Ein KI-Hedgefonds meldete 439 Prozent Rendite und verkaufte Tage später fast alles
Leopold Aschenbrenners Situational Awareness musste sein börsennotiertes Portfolio nach Nachschussforderungen an Citadel abgeben. Seine These zum KI-Ausbau war nicht offensichtlich falsch. Das geliehene Geld war das Problem.
Leopold Aschenbrenners Hedgefonds Situational Awareness hat nach hohen Verlusten fast sein gesamtes börsennotiertes Aktienportfolio an Ken Griffins Citadel verkauft. Noch am vergangenen Freitag hatte Aschenbrenner laut Financial Times eine Rendite von 439 Prozent für das erste Halbjahr gemeldet und bis zum 1. August neues Kapital einwerben wollen. Wenige Tage später erzwangen fallende KI-Aktien und Nachschussforderungen seiner Banken einen Notverkauf.
Der Fonds verwaltete in der Spitze 45 Milliarden US-Dollar mit acht Beschäftigten, vier davon im Investmentbereich. Aschenbrenner ist Mitte zwanzig. Er arbeitete ab Anfang 2022 beim FTX Future Fund, verließ ihn vor dessen Zusammenbruch, ging 2023 zu OpenAIs Superalignment-Team und wurde im April 2024 wegen eines angeblichen Informationslecks entlassen, was er bestritt. Sein Essay „Situational Awareness“ von 2024 sagte eine extrem schnelle Steigerung der KI-Fähigkeiten voraus und gab Fonds wie Anlagestrategie ihren Namen. Seine privaten Beteiligungen, darunter ein Anteil an Anthropic, behält er.

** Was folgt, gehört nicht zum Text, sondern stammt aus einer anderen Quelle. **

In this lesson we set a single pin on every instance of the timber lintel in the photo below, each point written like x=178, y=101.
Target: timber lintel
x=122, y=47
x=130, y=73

Die These lautete, dass rasch bessere KI einen enormen Ausbau von Chips, Speicher, Rechenzentren und Stromversorgung erzwingen werde. Dieser Ausbau findet tatsächlich statt. Gescheitert ist nicht das Argument, sondern die Finanzierung. Der Fonds verstärkte seine Wetten mit geliehenem Geld. Als KI-bezogene Aktien wie SK Hynix fielen und Kreditgeber zusätzliche Sicherheiten verlangten, mussten Positionen sofort verkauft werden, statt auf eine Erholung zu warten. Auch eine Wette gegen Softwareaktien wie Adobe ging schief. Einige zwangsverkaufte Aktien erholten sich anschließend.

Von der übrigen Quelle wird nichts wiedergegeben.